This is a guest post by Dr. Chris Worth.

One of the topics raised in the question time after Benjamin Andréo’s first lecture on Dada and Surrealism was a really good one about whether, despite their avant-garde aspirations, many of the key figures in the movements continued to take a very male-oriented to art and seem to have made little attempt to respond to pressures from women to play a larger role:

Whilst surrealist thought radically challenged hierarchies, it often remained blind to its own gender politics, locked in a heterosexual, sometimes homophobic, patriarchal stance positioning and constructing women (and never men) as artists’ muses, femme-enfants, virgins, dolls and erotic objects. As Gwen Raaberg points out ‘no women [. . .] had been listed as official members of the surrealist movement, nor had they signed the manifestoes’. (Patricia Allmer, Angels and Anarchy, 13)

Photographs of ‘the Surrealists’ usually represent a collection of men with one or two often relegated to the edges of the group (although the photograph from the first Surrealist exhibition in London in 1936 is an interesting exception:

First International Surrealist Exhibition

Over the last few decades this issue has been a significant research issue in the fields of art history, literature, etc. There have been some really interesting studies published – here are a couple that are worth looking at, particularly valuable for demonstrating how the ideas of the movement led to some spectacularly interesting art work by women:

Allmer, Patricia (ed.). Angels of Anarchy: Women Artists and Surrealism. Manchester and Munich: Manchester Art Gallery/Prestel, 2009.  Caulfield 709.04063 A439A 2009

Catalogue of an exhibition at the Manchester Art Gallery, 29 Sept. 2009 – 10 Jan. 2010. Contains a number of short essays, including ones by Mary Ann Caws, Katherine Conley and Alyce Mahon, but more importantly illustrations of amazing work by Eileen Agar, Claude Cahun and Dora Maar (from the pre-WWII period), as well as the continuing influence of surrealist thought and methods in the work of more recent female artists like Francesca Woodman.  I think Cahun is particularly interesting – photographer and performer – see below for her prose self-representation.

Cahun, Claude. Disavowals: or, Cancelled Confessions. Trs. Susan de Muth. London: Tate Publishing, 2007. [1930, as Aveux non Anvenus]. Caulfield Call no:848.91209 CAH  (NB, the American ed. publ. by MIT Press)

Caws, Mary Ann, Rudolf Kuenzil and Gwen Raaberg (eds). Surrealism and Women. Cambridge, MA: MIT Press, 1991. Clayton – Matheson 709.04066 C383S (also at Caulfield)

Chadwick, Whitney. Women Artists and the Surrealist Movement. London: Thames & Hudson, 1998. Clayton – Matheson 709.04066 C432W  (also at Caulfield)

Chadwick, Whitney and Dawn Ades. Mirror Images: Women, Surrealism, and Self-representation. Cambridge, MA: MIT Press, 1998. Clayton – Matheson 704.042 C432M (also at Caulfield).

Catalogue of an exhibition at the MIT List Visual Arts Center, the Miami Art Museum and the San Francisco Museum of Modern Art.

Conley, Katherine. Automatic Women: The Representation of Women in Surrealism. Lincoln: U of Nebraska P, 1996. Caulfield 709.04063 C752A 1996

Mahon, Alyce. Surrealism and the Politics of Eros, 1938-1968. London: Thames & Hudson, 2005. Clayton – Matheson 709.44 M216S 2005 (also at Caulfield)

Van Raay, Stefan, Joanna Morehead, and Teresa Arcq. Surreal Friends: Leonora Carrington, Remedios Varo and Kati Horna. Franham, Surrey: Lund Humphries in association with Pallant House Gallery, 2010.  Not in the Monash libraries, alas, but I am prepared to lend the book to anyone who is madly interested in the topic (great illustrations).
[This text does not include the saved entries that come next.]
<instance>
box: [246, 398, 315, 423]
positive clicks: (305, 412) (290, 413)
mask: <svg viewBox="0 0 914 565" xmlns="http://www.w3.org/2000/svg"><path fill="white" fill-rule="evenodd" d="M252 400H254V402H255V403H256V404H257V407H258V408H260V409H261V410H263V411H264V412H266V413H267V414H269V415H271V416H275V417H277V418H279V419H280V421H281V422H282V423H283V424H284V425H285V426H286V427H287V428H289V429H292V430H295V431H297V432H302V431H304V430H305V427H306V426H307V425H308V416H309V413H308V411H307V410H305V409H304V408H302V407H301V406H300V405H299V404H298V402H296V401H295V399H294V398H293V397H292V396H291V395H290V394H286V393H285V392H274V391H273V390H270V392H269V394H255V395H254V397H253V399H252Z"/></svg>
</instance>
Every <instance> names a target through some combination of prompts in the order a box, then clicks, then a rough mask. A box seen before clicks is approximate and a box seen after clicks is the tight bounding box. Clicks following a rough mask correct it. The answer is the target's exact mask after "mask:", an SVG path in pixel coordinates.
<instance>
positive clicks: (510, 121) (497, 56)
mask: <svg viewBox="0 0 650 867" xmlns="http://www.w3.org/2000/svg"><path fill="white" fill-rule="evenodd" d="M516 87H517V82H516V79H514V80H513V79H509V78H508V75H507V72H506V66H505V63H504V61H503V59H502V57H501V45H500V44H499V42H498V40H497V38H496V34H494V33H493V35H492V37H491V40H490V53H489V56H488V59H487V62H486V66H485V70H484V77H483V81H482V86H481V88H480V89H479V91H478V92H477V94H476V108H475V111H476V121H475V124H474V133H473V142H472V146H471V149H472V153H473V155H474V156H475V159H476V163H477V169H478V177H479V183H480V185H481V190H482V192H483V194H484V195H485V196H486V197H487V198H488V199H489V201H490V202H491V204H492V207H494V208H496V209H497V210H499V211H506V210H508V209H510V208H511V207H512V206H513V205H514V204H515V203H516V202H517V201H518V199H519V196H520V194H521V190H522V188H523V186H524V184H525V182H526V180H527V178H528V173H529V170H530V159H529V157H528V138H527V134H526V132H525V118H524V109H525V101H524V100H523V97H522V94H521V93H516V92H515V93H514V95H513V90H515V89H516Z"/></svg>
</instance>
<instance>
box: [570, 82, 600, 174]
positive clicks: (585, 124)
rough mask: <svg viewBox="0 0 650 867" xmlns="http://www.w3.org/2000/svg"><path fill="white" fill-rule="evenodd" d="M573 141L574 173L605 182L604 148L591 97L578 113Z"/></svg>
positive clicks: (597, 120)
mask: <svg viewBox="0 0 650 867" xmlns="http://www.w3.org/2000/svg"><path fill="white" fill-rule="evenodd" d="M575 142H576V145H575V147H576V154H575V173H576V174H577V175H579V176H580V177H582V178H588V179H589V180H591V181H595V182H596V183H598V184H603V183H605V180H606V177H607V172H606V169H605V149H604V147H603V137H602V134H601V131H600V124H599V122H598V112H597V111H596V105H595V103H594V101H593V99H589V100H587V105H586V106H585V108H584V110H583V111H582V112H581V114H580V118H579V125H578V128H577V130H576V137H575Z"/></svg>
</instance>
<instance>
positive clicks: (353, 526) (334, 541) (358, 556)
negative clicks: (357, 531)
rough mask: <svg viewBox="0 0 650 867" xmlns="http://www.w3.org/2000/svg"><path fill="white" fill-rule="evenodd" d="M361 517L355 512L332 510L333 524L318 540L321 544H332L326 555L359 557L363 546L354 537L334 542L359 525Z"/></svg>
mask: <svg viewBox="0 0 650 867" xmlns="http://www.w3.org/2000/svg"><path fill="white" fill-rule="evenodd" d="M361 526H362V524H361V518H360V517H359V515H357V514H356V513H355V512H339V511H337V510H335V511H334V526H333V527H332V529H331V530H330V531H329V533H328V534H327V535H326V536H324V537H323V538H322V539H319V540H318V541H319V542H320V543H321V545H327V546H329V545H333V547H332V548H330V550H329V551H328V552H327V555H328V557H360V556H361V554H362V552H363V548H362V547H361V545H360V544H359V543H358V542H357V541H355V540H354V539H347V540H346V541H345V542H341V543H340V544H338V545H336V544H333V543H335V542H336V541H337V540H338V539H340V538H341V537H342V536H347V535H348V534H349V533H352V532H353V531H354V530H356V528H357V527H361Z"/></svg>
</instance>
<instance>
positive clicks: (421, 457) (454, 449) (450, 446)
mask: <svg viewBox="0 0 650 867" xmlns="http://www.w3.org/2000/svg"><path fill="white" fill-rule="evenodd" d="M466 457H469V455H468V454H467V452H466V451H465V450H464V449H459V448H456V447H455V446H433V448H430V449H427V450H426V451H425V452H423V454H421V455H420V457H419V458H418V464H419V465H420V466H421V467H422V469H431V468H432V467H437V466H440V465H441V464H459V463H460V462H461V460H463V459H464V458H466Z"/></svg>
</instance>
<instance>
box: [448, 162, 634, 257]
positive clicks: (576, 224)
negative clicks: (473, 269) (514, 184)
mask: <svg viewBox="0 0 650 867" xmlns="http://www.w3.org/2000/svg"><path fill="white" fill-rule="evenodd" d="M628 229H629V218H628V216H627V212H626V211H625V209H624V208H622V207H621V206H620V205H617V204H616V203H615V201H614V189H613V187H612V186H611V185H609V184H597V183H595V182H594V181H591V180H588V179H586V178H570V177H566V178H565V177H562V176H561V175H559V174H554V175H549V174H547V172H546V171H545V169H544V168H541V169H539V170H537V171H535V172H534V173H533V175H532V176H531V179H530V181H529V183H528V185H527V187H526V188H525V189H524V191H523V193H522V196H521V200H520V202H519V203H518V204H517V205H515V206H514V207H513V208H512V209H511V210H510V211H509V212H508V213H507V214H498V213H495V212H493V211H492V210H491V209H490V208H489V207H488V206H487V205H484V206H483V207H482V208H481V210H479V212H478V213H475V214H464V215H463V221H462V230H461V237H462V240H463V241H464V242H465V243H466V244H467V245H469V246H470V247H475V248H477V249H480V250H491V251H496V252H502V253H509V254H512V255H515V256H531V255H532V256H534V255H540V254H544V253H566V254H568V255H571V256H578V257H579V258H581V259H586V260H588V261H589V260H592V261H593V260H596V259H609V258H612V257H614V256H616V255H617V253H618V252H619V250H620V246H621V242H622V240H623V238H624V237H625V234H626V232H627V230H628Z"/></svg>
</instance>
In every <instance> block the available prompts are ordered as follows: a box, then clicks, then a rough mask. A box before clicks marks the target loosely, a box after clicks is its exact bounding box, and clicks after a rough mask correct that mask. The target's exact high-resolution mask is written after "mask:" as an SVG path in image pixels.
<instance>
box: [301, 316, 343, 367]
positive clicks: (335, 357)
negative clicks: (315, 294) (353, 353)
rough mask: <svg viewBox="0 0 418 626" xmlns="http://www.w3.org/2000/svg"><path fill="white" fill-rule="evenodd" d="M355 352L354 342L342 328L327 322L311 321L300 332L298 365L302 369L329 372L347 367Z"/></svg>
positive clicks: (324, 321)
Of course the much bigger question is the one that needs to be addressed to modernism as a whole: do the revolutionary artistic sentiments of modernism acknowledge and address the condition of women in art and life? (Hard for Australians to remember, but women did not get the vote in France until 1944, for example – 1918 in Britain, for women who owned property and were over 30 . . .) I know that this will come up with Virginia Woolf, if not before, but I would also like to point to the interesting diagram about relationships between modernists, taken from Bonnie Kime Scott’s The Gender of Modernism: A Critical Anthology (Indiana University Press, 1990), that is slide 4 in Melinda’s lecture from 2014:

A Tangled Mesh of Modernists

I have left it on the Moodle site in the Dubliners section – obviously I won’t give the same lecture as Melinda did, but much of the material is fascinating and I will refer to most of it.